Между тем передовая цепь противника приблизилась уже на сто пятьдесят шагов. Капитан приподнялся над траншеей и протяжно закричал:
— Батальо-о-он, заряжай!
Над передним краем звонко заклацали затворы.
— Залпо-о-ом …ОНЬ!
Вся линия траншей окуталась языками пламени, одновременно вырвавшимися из дул почти восьми сотен штуцеров. Наступающая цепь вздрогнула, словно странное живое существо, и начала разваливаться.
Почти треть бойцов срезанными снопами рухнула на землю.
— …жай! ОГОНЬ!
Новый залп уполовинил оставшихся. Остатки первой цепи заметались, кто-то упорно продолжал двигаться вперед, некоторые залегли, остальные, пригибаясь и отвечая редкими суматошными выстрелами, покатились назад.
— …заряжай! Залпо-о-ом огонь!
Слитный грохот нескольких сотен штуцеров вновь ударил по ушам. И уже вторая цепь вздрогнула от сотен маленьких свинцовых жал, вонзившихся в ее серое, слегка изогнутое тело. Цепь остановилась, заколебалась, кто-то из бойцов припал на колено, но следующий залп все расставил по своим местам. «Соратники» покатились назад.
— Вразнобой огонь!
Штуцера тут же часто затрещали. Полковник, пораженный, отвел бинокль от глаз и, повернувшись князю, покачал головой:
— Восхищен, беру свои слова обратно и преклоняюсь. Никак не ожидал подобного результата.

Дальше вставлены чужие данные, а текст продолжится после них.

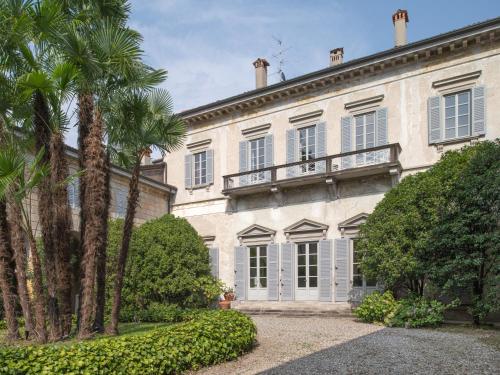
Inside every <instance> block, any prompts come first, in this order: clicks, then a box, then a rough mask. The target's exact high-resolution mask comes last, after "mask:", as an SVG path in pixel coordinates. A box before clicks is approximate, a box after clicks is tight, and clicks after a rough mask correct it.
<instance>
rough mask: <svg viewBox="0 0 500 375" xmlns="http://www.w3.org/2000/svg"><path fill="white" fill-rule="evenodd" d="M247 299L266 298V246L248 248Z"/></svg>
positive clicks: (257, 299)
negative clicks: (247, 296)
mask: <svg viewBox="0 0 500 375" xmlns="http://www.w3.org/2000/svg"><path fill="white" fill-rule="evenodd" d="M248 266H249V270H248V271H249V272H248V274H249V275H250V277H249V284H248V299H249V300H267V299H268V294H267V246H265V245H263V246H250V247H249V248H248Z"/></svg>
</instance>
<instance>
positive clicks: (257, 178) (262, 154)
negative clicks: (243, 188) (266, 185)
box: [249, 138, 265, 183]
mask: <svg viewBox="0 0 500 375" xmlns="http://www.w3.org/2000/svg"><path fill="white" fill-rule="evenodd" d="M249 143H250V147H249V149H250V170H251V171H255V170H259V169H262V168H264V167H265V156H264V153H265V148H264V147H265V146H264V138H259V139H253V140H251V141H249ZM263 180H264V172H259V173H252V174H251V175H250V182H251V183H258V182H261V181H263Z"/></svg>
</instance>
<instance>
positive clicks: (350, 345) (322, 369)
mask: <svg viewBox="0 0 500 375" xmlns="http://www.w3.org/2000/svg"><path fill="white" fill-rule="evenodd" d="M253 319H254V321H255V323H256V324H257V329H258V337H257V340H258V346H257V347H256V348H255V350H254V351H253V352H252V353H249V354H247V355H245V356H243V357H242V358H240V359H239V360H238V361H234V362H229V363H225V364H222V365H218V366H214V367H211V368H208V369H204V370H201V371H199V372H198V374H217V375H219V374H259V373H260V374H294V375H296V374H389V373H390V374H412V375H415V374H437V373H438V374H499V373H500V351H497V350H495V349H494V347H493V346H490V345H487V344H485V343H483V342H482V339H484V338H485V337H486V338H489V339H491V336H496V335H500V332H498V331H489V330H488V331H484V330H466V331H467V333H463V332H462V333H451V332H443V331H442V330H439V331H438V330H430V329H412V330H407V329H401V328H384V327H379V326H376V325H371V324H364V323H360V322H356V321H355V320H354V319H352V318H326V317H325V318H319V317H318V318H293V317H278V316H254V317H253Z"/></svg>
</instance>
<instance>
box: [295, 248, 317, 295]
mask: <svg viewBox="0 0 500 375" xmlns="http://www.w3.org/2000/svg"><path fill="white" fill-rule="evenodd" d="M296 247H297V249H296V262H295V264H296V273H295V275H296V280H295V281H296V283H295V285H296V287H295V299H296V300H302V301H317V300H318V298H319V294H318V242H305V243H299V244H297V246H296Z"/></svg>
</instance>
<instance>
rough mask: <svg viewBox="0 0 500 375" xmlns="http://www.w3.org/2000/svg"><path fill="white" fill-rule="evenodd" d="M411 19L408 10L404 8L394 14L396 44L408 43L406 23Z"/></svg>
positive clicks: (396, 11) (394, 37)
mask: <svg viewBox="0 0 500 375" xmlns="http://www.w3.org/2000/svg"><path fill="white" fill-rule="evenodd" d="M409 21H410V19H409V18H408V12H407V11H406V10H404V9H398V10H397V11H396V13H394V14H393V15H392V23H393V24H394V45H395V47H401V46H404V45H406V43H407V39H406V28H407V27H406V24H407V23H408V22H409Z"/></svg>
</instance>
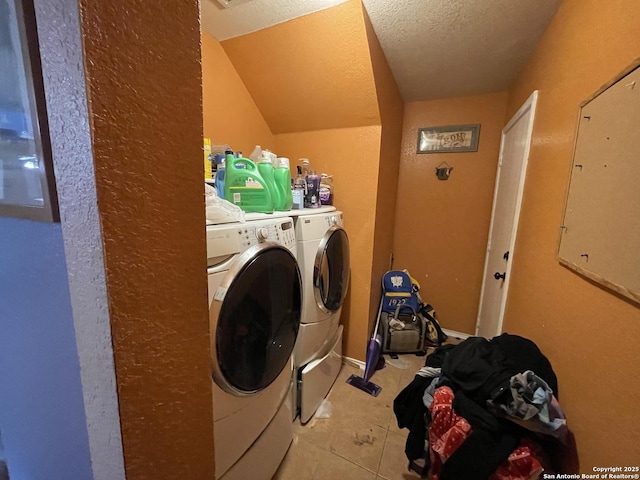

Князь слегка изогнул губы в улыбке:
— Психология, сударь. Одно дело — когда в горячке боя мимо просвистит пуля-другая и кто-то где-то там вдруг шмякнется на землю, а другое — когда вокруг десятки пуль жужжат, как рассерженный пчелиный рой, и рядом с тобой одновременно оседают мешком на землю ДЕСЯТКИ убитых. А ты, только что грозно двигавшийся вперед в шеренге боевых товарищей, вдруг оказываешься чуть ли не один в чистом поле, да еще под дулами десятков и сотен штуцеров противника.